Não há mais dúvidas sobre ser a Educação Popular uma criação genuína da América Latina e, mais especificamente, do Brasil. Em outra obra, que escrevi com Moacir Gadotti, tratei mais detalhadamente do tema: “Como concepção da educação, a Educação Popular é uma das mais belas contribuições da América Latina ao pensamento pedagógico universal. Isso se deve, em grande parte, à atuação internacional de um dos seus mais importantes representantes: Paulo Freire. Ele deixou, por onde passou, as sementes de uma concepção popular emancipadora da educação. Essas sementes floresceram em numerosos grupos e organizações, nas últimas décadas, unindo conscientização e organização popular” (ROMÃO; GADOTTI, 2008, p. 5).

Inicialmente, os pedagogos inscritos no universo da Pedagogia Crítica – com um forte viés materialista-dialético – chamavam de “Educação Popular” a que faziam nos movimentos e nas organizações sociais, considerando a desenvolvida por outros educadores, especialmente pelos que trabalhavam no sistema formal de ensino, como “burguesa”, “não-popular” e, até mesmo, como “antipopular”. Como se pode perceber, não havia (e não há ainda) consenso quanto à concepção de Educação Popular, nem, muito menos, quanto à de “Educador Popular”.
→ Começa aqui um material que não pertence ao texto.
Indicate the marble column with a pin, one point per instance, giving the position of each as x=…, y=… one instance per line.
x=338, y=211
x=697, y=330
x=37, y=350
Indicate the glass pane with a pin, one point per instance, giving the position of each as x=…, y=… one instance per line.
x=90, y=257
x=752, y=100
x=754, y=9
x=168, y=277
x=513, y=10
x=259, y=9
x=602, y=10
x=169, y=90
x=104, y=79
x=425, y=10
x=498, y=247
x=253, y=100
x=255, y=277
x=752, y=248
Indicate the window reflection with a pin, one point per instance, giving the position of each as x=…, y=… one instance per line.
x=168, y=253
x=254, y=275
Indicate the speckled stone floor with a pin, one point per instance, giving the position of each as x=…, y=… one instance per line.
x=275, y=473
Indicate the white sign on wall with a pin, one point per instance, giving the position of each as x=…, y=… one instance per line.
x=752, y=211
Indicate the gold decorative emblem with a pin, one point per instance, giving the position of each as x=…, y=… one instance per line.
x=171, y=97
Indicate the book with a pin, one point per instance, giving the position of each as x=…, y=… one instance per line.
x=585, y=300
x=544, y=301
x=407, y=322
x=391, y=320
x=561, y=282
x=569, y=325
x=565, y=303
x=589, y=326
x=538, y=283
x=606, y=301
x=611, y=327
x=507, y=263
No entanto, mesmo com a polissemia das expressões e com as verdadeiras dissensões internas, a Educação Popular, como prática educacional e como teoria pedagógica, disseminou-se por todos os continentes, quase sempre voltada para a defesa dos direitos e interesses populares e levada a cabo por educadores engajados na resistência às mais variadas formas de opressão.

No Brasil, a Educação Popular passou, nitidamente, por cinco fases: Popular Nacional-Desenvolvimentista (1954-1963); Popular da Resistência (1964-1985); Popular Ambígua (1986-1999); Eutanásia Pedagógica (1999-2002); Popular Cidadã (2003-2010).

Vejamos, ainda que sumariamente, cada uma dessas fases, para se compreender como a Educação Popular e, consequentemente, o Educador Popular foi ganhando conotações semânticas variadas, na medida em variaram os papéis e os objetivos dos sujeitos educacionais no seio de uma sociedade que passou por muitas transformações políticas, mantendo, no entanto, um sistema econômico iníquo e uma estratificação social injusta.

a)                  Popular Nacional-Desenvolvimentista (1950-1963): Essa fase durou mais de uma década e, na verdade, estendeu-se até os primeiros meses de 1964, sendo interrompida apenas pelo golpe militar desfechado em março desse mesmo ano. Corresponde ao período do Populismo Nacional-Desenvolvimentista dos governos de Getúlio Vargas (1950-1954), de Juscelino Kubitschek de Oliveira e, mais especificamente, ao de João Goulart (1961-1964).

Este último governo foi marcado por um forte desequilíbrio institucional, tendo o país passado pela renúncia do Presidente Jânio Quadros, pela experiência de um parlamentarismo artificial, ou “biônico”, como foi chamado à época, e pelo retorno ao Presidencialismo, por meio de um plebiscito. Foi na conjuntura das “reformas de base” da fase presidencialista do Governo de “Jango” (apelido popularmente afetivo atribuído ao Presidente da República) que se desenvolveu a Educação Popular Nacional-Desenvolvimentista, no seio da qual emergiu a revolucionária concepção freiriana de educação. Aliás, o Populismo Latino-Americano e Brasileiro, mais do que um estilo de governo, constituiu uma verdadeira categoria política, que se apresenta com uma contradição estrutural: ao possibilitar a emergência do povo na arena política, ele potencializa a verdadeira revolução, mas a contém com a liderança carismática dos líderes políticos. Em certo sentido, o Populismo representa uma ditadura incompleta e uma democracia mutilada. Ditadura incompleta, porque o líder populista necessita da base popular de sustentação política, uma vez que se distancia das elites. Suas pretensões personalistas são limitadas pelas concessões que tem de fazer às massas emergentes na política. Democracia mutilada, porque a participação popular na política se limita à legitimação das decisões tomadas na cúpula do governo populista. Assim, o Populismo se apresenta contraditório em sua própria estrutura e funcionamento, porque, se funcionar muito bem, corre o risco de ser superado pelo socialismo, na medida em que as massas de manobra se transformam em povo consciente de seu papel político; se não funciona, é destruído pelas elites das quais se afastou.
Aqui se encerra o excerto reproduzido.